8. Morgane Denzler. Ceux qui restent | Sur la mise en forme de la construction des récits

Dans les œuvres de la série Ceux qui restent de Morgane Denzler cohabitent différents types de récits qui soulignent la part fictionnelle de leur construction. L’utilisation de photos anciennes et anonymes pêchées dans des marchés aux puces offre la possibilité d’y lire ce que bon nous semble : pas de récit qui précède l’image, pas d’écrits qui la dominent, pas de narration qui guide notre lecture. Retirées de leur contexte, ces photos, dont la plupart semble être des photos de famille, sont paradoxalement chargées d’indices pourtant dépouillés de toute histoire.

Je ne sais pas encore comment, mais j’ai l’instinct d’aller fouiller dans les albums photo de chaque membre de ma famille et exhiber certaines de ces photos (modifiées? découpées? montées? floutées?), donc les retirer de leur contexte (de l’album photo, ce contenant fermé et placé dans d’autres contenants, livre de souvenirs qui se répondent, qui proposent une logique interne instinctive, parfois chronologique, mais proposant aussi des lectures aléatoires selon le degré d’accoutumance avec la famille) pour les placer dans un autre contexte, cette fois ouvert, au vu et au su de tou.te.s, celui du livre ou de l’exposition, sans vignette, sans légende, sans explications, et ainsi laisser les lecteurs et lectrices / spectateurs et spectatrices jouer avec les codes que ces images recèlent. Contrairement aux œuvres de Denzler, ces images auraient une histoire qui les précède, une histoire que je connais ou que je pourrais facilement connaître, mais puisque tout récit est une construction, aussi bien m’obstiner à les dépouiller de leur histoire pour qu’on puisse y lire plutôt la distance, l’absence que l’exil place entre elles et moi, la part insaisissable, variable, subjective et fictionnelle des vérités que la mémoire tend à construire.

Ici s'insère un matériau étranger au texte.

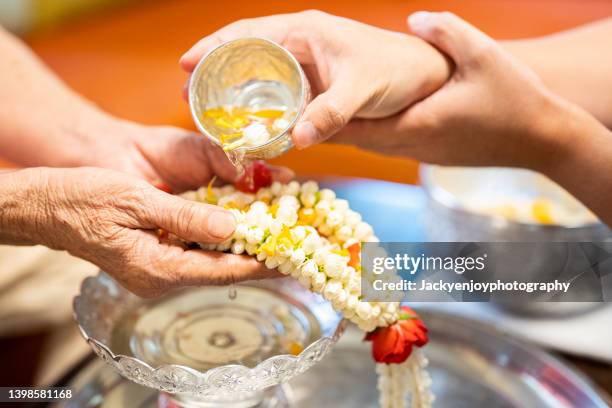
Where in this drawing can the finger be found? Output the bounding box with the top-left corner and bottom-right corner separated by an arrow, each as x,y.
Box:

Denzler joue avec les récits en présentant cruellement ces photos à des personnes atteintes de la maladie d’Alzheimer, puis en leur demandant de témoigner de ce qui s’y passe : sans le savoir, ces personnes qui souffrent de trous de mémoire et d’oubli s’approprient ces images sans récits, imposent à ces images des récits qu’ils croient les leurs. Certaines s’y reconnaissent, d’autres y voient l’histoire de leurs ancêtres. Nous sommes alors devant des couches de fictions, mais ici, pas de faux, pas de mensonge, pas de leurre, puisque l’œuvre est là, bien présente devant soi, dotée maintenant d’un récit qui relie les témoins aux images, récit auquel on se doit de croire même s’il n’est pas avéré, témoignage qu’on doit prendre comme tel puisqu’il a bel et bien eu lieu, parce que « témoigner n’est pas prouver, [parce que] témoigner en appelle à l’acte de foi » (Derrida, 2005 : 31). Si bien que la véritable histoire à la source de ces photos n’a plus d’importance : le jeu n’est plus de connaitre ce qui se cache derrière elles, mais plutôt d’identifier les indices, les détails, les figures et les formes qui ont rendue possible la construction de ces nouveaux récits produits par une maladie qui détruit le passé, pour qu’à notre tour nous puissions y lire tous les potentiels de construction d’un nouveau récit.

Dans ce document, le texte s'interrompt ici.